Duru..
Duru...
Duru....
Yorgun gözlerimi zorlukla araladım.
"Duru beni duyuyor musun?"
Gözlerim karanlığa alıştığı anda, tam bitişiğimdeki iki orman beni kendine hapsetmişti.
"Duru," dedi Nefes bir kez daha.
Hiçbir şey söylemeden gözlerine bakmayı sürdürdüm. Sanki ağzımı açarsam, içimde bir şeyler kopacakmış gibi hissediyordum.
"Kabustu bebeğim," dedi ellerini yanaklarıma yerleştirmeden hemen önce. "Yalnızca bir kabustu."
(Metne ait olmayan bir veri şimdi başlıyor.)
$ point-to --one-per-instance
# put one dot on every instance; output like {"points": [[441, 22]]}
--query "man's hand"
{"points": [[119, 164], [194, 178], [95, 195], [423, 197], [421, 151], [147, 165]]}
Dokunuşunun değdiği yerlerden vücuduma ıslak bir soğukluk yayılınca ağladığımı anca o zaman fark etmiştim.
Yatakta yavaşça doğruldum ve kazağımın tersiyle gözlerimi silerken kendime gelmeye çalıştım.
Nefes'te dikleşip kafamı tuttu ve kendi omzuna yasladı. "Ne gördün?" diye sordu yavaşça yanağımı okşarken.
Derin bir iç çektim.
"Dört yıl önceki kabuslarımın aynısını."
•••
"Türk kahvesi mi yapayım, nescafe mi içersin?" diye sordu Nefes, kafasını balkon kapısından uzatıp. Biraz düşündükten sonra "Nescafe," diye cevapladım sorusunu. "Sütsüz ve şekersiz."
Kafa salladıktan sonra bir süre arkasından baktım. Sonra önümdeki manzaraya döndürdüm boş bakışlarımı.
Hava esiyordu ve üşümüştüm. Yine de kalkıp yatağa dönecek gücü kendimde bulamamıştım.
O kabusları yeniden görmeye başlamak istemiyordum. Levent, eldivenler, intihar ipi... Bunlar benim bir nevi işkencelerimdi.
O zamanlar, her gece çığlıklarla uyanıyor ve sabaha kadar tekrar uyumuyordum. Okuldaki çocuklar göz altlarımdaki morlukları ve torbaları fark ettiklerinde bana "Erken Nine" demeye başlamışlardı. Piç kuruları!
Bunlar üst üste eklene eklene her şeye nefret duymaya başlamıştım.
Okuldan nefret ediyordum.
Evden nefret ediyordum.
Kabuslardan nefret etmiyordum. Onlar artık beni sadece korkutuyorlardı.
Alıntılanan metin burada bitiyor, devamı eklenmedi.